Spatial variation of ammonia volatilization from soil and its scale-dependent correlation with soil properties

Quantitative predictions of ammonia volatilization from soil are useful to environmental managers and policy makers and empirical models have been used with some success. Spatial analysis of the soil properties and their relationship to the ammonia volatilization process is important as predictions will be required at disparate scales from the field to the catchment and beyond. These relationships are known to change across scales and this may affect the performance of an empirical model. This study is concerned with the variation of ammonia volatilization and some controlling soil properties: bulk density, volumetric water content, pH, CEC, soil pH buffer power, and urease activity, over distances of 2, 50, 500, and > 2000 m. We sampled a 16 km x 16 km region in eastern England and analyzed the results by a nested analysis of (co)variance, from which variance components and correlations for each scale were obtained.
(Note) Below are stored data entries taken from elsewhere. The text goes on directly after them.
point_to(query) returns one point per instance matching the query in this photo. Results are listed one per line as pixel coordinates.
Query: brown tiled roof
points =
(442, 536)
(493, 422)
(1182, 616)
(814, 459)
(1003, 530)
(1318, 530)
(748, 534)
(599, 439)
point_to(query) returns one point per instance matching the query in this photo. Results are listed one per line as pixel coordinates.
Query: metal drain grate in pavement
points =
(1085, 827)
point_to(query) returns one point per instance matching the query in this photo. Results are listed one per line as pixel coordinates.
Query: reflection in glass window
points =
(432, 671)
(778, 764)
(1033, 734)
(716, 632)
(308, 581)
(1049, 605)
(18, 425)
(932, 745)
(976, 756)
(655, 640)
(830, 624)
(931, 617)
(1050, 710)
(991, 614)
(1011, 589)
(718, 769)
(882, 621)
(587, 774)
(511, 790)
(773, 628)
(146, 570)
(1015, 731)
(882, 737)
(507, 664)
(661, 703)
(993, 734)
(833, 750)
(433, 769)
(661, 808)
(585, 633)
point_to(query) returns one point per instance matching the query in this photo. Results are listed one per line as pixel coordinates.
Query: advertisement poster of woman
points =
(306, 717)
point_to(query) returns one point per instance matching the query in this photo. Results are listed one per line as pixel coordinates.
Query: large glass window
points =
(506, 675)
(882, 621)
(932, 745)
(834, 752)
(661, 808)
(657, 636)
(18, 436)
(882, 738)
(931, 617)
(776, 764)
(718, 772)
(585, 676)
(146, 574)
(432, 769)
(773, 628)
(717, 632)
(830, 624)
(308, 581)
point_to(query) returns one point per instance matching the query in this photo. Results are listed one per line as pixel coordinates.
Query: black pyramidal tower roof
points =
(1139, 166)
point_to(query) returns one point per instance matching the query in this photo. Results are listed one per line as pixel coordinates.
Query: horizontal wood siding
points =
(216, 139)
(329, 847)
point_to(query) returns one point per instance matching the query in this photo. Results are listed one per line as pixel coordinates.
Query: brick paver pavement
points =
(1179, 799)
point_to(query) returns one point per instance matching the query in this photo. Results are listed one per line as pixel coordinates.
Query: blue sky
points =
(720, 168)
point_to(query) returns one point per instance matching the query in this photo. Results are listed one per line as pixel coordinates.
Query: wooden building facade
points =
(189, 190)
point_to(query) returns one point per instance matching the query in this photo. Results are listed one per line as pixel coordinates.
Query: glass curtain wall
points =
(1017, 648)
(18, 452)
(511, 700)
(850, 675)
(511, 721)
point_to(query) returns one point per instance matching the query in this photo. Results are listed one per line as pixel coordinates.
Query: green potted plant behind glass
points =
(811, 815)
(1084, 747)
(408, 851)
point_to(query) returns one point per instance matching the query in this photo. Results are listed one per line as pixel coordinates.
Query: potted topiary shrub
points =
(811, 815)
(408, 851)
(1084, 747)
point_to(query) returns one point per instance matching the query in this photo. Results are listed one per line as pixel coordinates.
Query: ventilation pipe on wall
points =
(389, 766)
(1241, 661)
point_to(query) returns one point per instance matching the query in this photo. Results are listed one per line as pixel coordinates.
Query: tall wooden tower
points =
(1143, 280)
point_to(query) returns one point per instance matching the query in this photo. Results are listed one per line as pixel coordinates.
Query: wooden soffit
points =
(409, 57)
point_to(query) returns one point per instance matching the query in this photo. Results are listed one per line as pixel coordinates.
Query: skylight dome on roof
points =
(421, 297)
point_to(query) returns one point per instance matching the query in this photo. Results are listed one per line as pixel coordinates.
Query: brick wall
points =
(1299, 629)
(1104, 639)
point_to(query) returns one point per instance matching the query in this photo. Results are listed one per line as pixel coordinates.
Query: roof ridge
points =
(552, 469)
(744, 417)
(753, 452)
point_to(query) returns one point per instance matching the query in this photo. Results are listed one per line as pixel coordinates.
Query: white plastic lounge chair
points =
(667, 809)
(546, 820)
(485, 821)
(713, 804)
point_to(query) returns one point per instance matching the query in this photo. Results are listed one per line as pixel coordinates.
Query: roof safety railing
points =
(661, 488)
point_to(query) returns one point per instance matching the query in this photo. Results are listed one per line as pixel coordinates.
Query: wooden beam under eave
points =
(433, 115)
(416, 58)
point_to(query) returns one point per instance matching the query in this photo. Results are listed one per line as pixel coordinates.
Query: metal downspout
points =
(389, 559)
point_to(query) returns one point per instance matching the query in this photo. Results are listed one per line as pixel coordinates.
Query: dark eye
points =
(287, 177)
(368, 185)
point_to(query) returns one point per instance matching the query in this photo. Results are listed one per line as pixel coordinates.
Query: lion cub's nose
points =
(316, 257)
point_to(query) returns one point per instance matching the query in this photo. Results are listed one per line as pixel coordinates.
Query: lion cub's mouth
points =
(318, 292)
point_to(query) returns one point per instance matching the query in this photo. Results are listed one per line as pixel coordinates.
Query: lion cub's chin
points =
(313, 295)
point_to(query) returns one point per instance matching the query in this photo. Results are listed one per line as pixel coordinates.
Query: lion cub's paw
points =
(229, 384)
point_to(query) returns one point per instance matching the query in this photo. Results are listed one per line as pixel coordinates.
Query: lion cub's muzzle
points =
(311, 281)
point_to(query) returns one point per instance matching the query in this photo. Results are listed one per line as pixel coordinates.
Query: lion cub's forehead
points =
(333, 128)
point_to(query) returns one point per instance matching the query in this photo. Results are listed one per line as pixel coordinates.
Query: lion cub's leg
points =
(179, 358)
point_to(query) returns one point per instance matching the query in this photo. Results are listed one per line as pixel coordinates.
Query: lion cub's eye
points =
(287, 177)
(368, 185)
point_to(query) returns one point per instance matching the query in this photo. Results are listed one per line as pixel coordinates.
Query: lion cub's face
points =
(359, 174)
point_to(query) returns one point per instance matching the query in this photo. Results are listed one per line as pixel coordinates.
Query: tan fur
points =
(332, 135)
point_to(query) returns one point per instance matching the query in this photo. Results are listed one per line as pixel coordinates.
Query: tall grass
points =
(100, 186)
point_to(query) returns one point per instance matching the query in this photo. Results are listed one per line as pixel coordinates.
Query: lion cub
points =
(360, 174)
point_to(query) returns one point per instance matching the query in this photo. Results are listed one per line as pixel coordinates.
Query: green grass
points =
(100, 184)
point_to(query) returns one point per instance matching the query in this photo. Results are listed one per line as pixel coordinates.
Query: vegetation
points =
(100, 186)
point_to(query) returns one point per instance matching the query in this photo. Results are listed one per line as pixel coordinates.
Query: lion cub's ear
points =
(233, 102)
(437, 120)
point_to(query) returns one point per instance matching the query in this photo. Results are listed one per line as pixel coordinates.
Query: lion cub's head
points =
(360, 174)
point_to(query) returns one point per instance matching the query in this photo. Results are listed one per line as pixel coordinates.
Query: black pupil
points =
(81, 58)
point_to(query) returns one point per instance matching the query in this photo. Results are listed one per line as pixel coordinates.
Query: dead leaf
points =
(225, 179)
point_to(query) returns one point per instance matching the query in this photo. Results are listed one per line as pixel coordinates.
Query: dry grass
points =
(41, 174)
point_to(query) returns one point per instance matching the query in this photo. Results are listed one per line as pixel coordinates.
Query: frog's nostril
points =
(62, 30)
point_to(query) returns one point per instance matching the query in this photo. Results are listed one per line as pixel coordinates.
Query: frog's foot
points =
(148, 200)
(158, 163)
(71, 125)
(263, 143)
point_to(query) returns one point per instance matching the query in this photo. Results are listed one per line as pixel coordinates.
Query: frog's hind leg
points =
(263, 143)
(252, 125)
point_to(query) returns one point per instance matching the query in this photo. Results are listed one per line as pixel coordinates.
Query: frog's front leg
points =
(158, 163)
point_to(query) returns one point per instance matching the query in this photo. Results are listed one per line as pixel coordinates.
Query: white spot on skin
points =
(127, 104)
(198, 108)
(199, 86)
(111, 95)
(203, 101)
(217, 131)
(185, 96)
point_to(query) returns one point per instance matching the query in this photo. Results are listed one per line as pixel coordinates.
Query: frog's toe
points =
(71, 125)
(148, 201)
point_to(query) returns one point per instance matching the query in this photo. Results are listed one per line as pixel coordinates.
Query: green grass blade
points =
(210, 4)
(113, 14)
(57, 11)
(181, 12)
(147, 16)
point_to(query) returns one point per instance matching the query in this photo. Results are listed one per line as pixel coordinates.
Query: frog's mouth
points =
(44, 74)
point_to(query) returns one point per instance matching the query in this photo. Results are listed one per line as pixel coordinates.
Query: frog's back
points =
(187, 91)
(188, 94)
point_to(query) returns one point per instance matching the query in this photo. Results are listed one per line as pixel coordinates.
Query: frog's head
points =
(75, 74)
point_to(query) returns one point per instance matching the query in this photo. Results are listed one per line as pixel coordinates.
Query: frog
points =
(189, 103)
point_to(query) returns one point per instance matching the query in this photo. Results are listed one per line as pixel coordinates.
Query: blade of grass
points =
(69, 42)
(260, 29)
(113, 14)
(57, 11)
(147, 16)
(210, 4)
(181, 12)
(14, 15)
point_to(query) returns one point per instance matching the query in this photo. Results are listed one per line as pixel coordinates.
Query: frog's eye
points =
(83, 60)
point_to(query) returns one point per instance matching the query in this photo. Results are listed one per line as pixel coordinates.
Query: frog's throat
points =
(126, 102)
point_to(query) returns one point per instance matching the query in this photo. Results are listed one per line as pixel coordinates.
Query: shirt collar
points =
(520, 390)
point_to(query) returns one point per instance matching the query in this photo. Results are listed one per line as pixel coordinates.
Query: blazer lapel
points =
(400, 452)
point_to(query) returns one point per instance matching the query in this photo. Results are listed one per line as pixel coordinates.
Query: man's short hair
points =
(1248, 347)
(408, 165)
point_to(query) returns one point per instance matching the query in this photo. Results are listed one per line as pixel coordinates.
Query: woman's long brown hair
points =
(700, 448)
The overall correlations between ammonia volatilization and the soil properties were generally weak: -0.09 for bulk density, 0.04 for volumetric water content, -0.22 for CEC, -0.08 for urease activity, -0.22 for pH and 0.18 for the soil pH buffer power. Variation in ammonia volatilization was scale-dependent, with substantial variance components at the 2- and 500-m scales. The results from the analysis of covariance show that the relationships between ammonia volatilization and soil properties are complex. At the > 2000 m scale, ammonia volatilization was strongly correlated with pH (-0.82) and CEC (-0.55), which is probably the result of differences in parent material. We also observed weaker correlations at the 500-m scale with bulk density (-0.61), volumetric water content (0.48), urease activity (-0.42), pH (-0.55) and soil pH buffer power (0.38). Nested analysis showed that overall correlations may mask relationships at scales of interest and the effect of soil variables on these soil processes is scale-dependent.